Dit is een aflevering in de reeks: ‘Uyt d’oude modem’, met stukjes uit de tijd dat mijn site nog geüpload en meestal ook bekeken werd via de telefoonkabel, met tussenkomst van een modem. Aan de onderkant van deze pagina een overzicht van alle eerder verschenen afleveringen van ‘Uyt d’oude modem’. 

Vorige maand liet ik in deze rubriek het eerste OV-artikel op mijn site herleven, exact 25 jaar na dato. Dat ging over de Interliner. Nu is het de beurt aan het 2e artikel, en dat zijn er eigenlijk 3, een reeksje over bijzondere stadsdiensten. Aan de orde kwamen Almere, Apeldoorn en Arnhem.

Het bijzondere is niet gelegen in het feit dat ze alle 3 met een A beginnen; dat is toeval. De stadsbus van Almere reed op het overgrote gedeelte van zijn route over een eigen weginfrastructuur, apart van de autowegen en fietspaden. Dat is nog steeds zo. Die stadsdienst heet sinds kort zelfs Metro, hoewel hij nog steeds met bussen geëxploiteerd wordt.

Apeldoorn laat zijn stadsbussen nog altijd vrijwel allemaal tegelijk vertrekken van het station, en daar ook allemaal precies tegelijk weer terugkeren, na een lus door een buitenwijk. Dit systeem is later gekopieerd door Zwolle. In 2005 deed ik de Apeldoornse stadsdienst opnieuw.

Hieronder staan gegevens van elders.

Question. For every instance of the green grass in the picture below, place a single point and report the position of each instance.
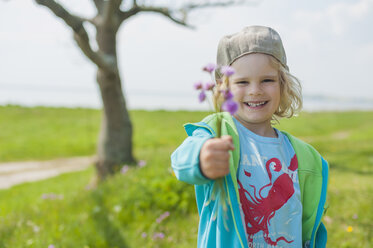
(120, 210)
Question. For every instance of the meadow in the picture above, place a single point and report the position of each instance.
(147, 206)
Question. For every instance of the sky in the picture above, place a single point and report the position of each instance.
(329, 46)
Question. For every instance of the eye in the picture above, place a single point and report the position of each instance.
(242, 82)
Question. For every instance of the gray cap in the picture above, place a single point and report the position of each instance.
(252, 39)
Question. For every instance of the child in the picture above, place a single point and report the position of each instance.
(275, 184)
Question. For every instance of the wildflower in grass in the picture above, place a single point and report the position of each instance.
(158, 235)
(124, 169)
(202, 96)
(52, 196)
(198, 85)
(209, 86)
(141, 163)
(117, 208)
(162, 217)
(223, 101)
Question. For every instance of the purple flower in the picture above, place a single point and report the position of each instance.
(209, 86)
(198, 85)
(202, 96)
(227, 71)
(162, 217)
(228, 95)
(124, 169)
(141, 163)
(159, 235)
(230, 106)
(210, 67)
(51, 196)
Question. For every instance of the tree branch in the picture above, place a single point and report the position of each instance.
(190, 7)
(80, 34)
(161, 10)
(110, 8)
(181, 12)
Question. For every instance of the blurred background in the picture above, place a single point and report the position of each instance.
(51, 113)
(329, 46)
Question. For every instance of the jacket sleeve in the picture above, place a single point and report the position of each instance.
(185, 159)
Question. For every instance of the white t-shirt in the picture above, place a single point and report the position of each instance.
(269, 190)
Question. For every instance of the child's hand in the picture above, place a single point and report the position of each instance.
(214, 157)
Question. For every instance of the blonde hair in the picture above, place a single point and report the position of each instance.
(291, 101)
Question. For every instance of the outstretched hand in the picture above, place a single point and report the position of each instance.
(214, 157)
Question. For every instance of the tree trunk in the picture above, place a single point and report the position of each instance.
(115, 138)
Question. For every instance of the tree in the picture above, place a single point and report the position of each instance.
(115, 137)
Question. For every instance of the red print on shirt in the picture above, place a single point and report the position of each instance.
(260, 210)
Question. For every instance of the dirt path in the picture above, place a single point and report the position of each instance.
(19, 172)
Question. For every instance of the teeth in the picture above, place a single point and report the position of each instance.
(255, 104)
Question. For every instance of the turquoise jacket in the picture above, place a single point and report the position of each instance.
(313, 181)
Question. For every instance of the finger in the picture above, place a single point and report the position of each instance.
(227, 139)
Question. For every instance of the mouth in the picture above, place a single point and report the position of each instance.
(255, 104)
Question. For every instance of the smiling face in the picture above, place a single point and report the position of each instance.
(256, 88)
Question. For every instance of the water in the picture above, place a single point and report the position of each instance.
(150, 100)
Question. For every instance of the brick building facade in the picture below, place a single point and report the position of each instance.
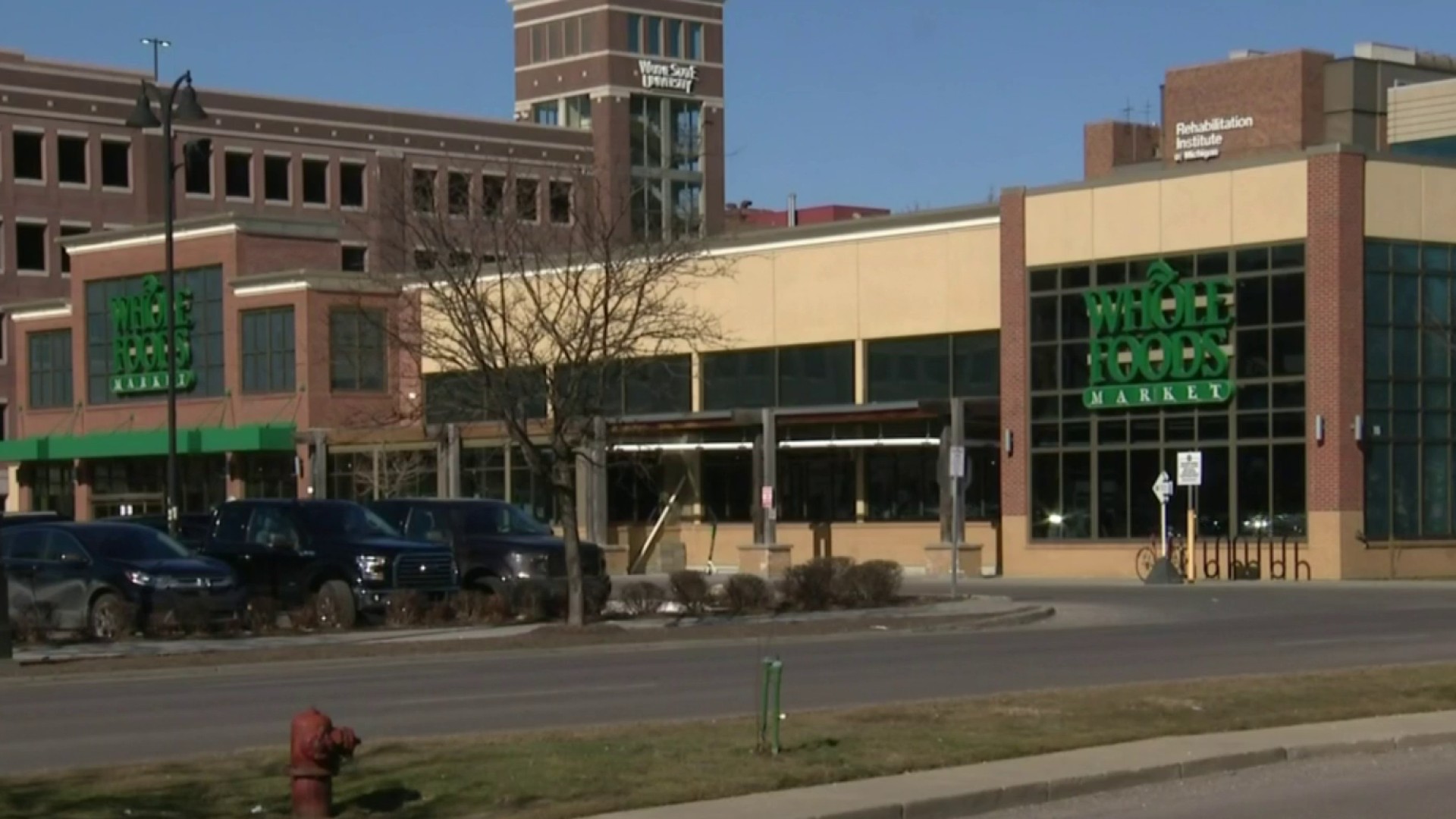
(1270, 289)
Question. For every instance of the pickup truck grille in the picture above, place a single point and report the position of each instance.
(424, 572)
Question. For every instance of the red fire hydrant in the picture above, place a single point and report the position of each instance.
(313, 760)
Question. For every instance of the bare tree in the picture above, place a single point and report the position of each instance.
(538, 297)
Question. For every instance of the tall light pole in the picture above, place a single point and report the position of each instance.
(180, 104)
(158, 44)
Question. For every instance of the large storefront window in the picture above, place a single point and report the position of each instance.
(934, 366)
(268, 350)
(1408, 422)
(487, 472)
(357, 350)
(50, 362)
(126, 325)
(1098, 445)
(811, 375)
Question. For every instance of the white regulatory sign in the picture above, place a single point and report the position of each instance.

In Arnhem tenslotte, heeft de trolleybus alweer 25 jaren overleefd sinds ik het artikel schreef. De trolley hing anno 1996 (aan de bovenleiding uiteraard, maar ook) aan een zijden draadje: de ene na de andere lijn werd opgeheven. In de jaren daarna werd het net toch weer flink uitgebreid met lijnen naar Rijkerswoerd (1999) en Schuytgraaf (2011). En de afgelopen jaren heeft zelfs de elektrische, door een accu voortbewogen bus de trolleybus niet kunnen verdrijven uit Arnhems dreven. Arnhem bleef daardoor de enige trolleystad van Nederland.

De 3 artikelen dateren van het eind november en begin december 1996, een periode met veel arbeidsonrust op de spoorwegen. Ik werkte toen voltijd, maar had blijkbaar nog wat snipperdagen staan om op 3 verschillende doordeweekse dagen op pad te gaan. Oh ja, ATV-dagen, hadden we toen nog. Je MOEST ze opnemen, anders was je ze kwijt.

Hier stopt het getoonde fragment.